The good thing about having one cluster per retention window is that it is easy to scale and tune each according to their ingestion rate. It is for example possible to rely on different node flavors to optimize costs/performance ratios like in a hot-warm-cold Elasticsearch architecture.

Then it’s just one pair of vminsert per cluster with the default configuration. If a vmstorage is down the vminsert simply redirect the write to another node

Read path

As much as we like some features of MetricsQL (like the better handling of rate extrapolation, or WITH templates) we wanted to avoid vendor locking. Our user base is wide, basically everybody in the Criteo R&D has to deal with metrics at some point, they already have to know Graphite and PromQL so we wanted to avoid them having to worry about subtilities like when you can or cannot use MetricsQL. To do so we forked vmauth and added a PromQL check to ensure only PromQL queries are being evaluated. Additionally, we implemented a replay mechanism that duplicates queries to our backup cluster, allowing us to perform proper load testing after maintenance operations, such as version upgrades.

vmselect nodes are able to target vmstorage nodes from all clusters at once and that’s basically all we needed to unify the three layers of retention.

We kept all configuration parameters to their default values for vmselect nodes, they are able to run queries over a maximum of 300k timeseries whereas BigGraphite has a limit at 7k which is a pretty big quality of life improvement for troubleshooting big applications.

Are we satisfied?

Absolutely!
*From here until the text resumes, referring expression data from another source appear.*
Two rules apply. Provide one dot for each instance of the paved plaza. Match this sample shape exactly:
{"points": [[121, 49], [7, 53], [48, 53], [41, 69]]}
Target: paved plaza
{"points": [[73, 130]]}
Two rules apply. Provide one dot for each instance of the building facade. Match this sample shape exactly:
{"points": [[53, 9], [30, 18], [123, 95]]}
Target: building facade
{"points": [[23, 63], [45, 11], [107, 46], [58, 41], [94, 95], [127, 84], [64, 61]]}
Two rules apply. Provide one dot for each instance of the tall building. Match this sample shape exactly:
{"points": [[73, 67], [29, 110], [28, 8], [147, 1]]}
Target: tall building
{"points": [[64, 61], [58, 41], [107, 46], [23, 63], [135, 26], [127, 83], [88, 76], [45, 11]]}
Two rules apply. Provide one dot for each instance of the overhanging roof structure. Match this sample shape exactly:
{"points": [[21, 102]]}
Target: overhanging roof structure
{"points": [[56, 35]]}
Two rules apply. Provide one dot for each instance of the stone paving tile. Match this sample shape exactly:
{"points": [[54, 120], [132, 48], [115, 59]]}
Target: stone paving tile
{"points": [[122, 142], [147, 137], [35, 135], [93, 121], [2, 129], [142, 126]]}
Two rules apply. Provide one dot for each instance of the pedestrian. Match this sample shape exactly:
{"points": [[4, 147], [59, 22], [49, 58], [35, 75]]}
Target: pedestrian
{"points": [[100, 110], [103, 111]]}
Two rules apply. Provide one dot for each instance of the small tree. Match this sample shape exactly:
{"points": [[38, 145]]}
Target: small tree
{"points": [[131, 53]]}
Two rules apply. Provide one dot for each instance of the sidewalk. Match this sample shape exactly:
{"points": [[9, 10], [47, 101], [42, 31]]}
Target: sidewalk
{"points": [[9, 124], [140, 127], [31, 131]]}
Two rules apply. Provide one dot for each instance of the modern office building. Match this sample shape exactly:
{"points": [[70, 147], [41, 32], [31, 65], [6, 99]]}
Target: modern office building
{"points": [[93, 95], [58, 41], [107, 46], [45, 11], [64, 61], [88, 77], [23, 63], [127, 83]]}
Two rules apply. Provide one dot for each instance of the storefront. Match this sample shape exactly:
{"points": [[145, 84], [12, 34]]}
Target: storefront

In terms of stability and reliability, SLAs speak for themselves, we proudly display >0.998% availability over a year so we do sleep really well

In terms of performance, VictoriaMetrics has exceeded our expectations. It effortlessly handles the ingestion of 2 million datapoints per second per host without flinching. Even when fetching 300,000 timeseries for troubleshooting queries, the response remains impressively fast. The Grafana Metrics browser is highly responsive, enabling smooth exploration of available metrics. Furthermore, the VictoriaMetrics team has always been highly responsive and frequently releases updates, continuously pushing the boundaries of what the system can achieve.

Did we suffer from the lesser compatibility with PromQL ? No, to be honest, if you only run PromQL on it it makes little to no difference and when it did we found that it was for the better most often than not.

Last but not least, in terms of costs we are able to store about 15 times more datapoints for about four times less infra costs with better SLAs than with BigGraphite.

VictoriaMetrics : 15 computes + 46 storage for 20T datapoints
BigGraphite : 226 Computes + 156 storage for 1.3T datapoints

What could be improved?

No solution is perfect so here what’s we think is perfectible:

  1. Currently, replacing a vmstorage node is a manual process that involves data copying as VictoriaMetrics does not support cluster rebalancing. However, our storage servers have a very low failure rate so for now we had to perform this action only once.
  2. VictoriaMetrics is able to ingest data in the past but it requires to clear the vmselect cache to be sure that the newly ingested data is available
  3. Our development teams, responsible for libraries, SDKs, and frameworks, would greatly appreciate the ability to query data from all tenants without having to federate and duplicate metrics in their respective tenants. This functionality could potentially be achieved through the use of tools like GitHub — jacksontj/promxy: An aggregating proxy to enable HA prometheus, which has recently shown signs of renewed activity.

--

--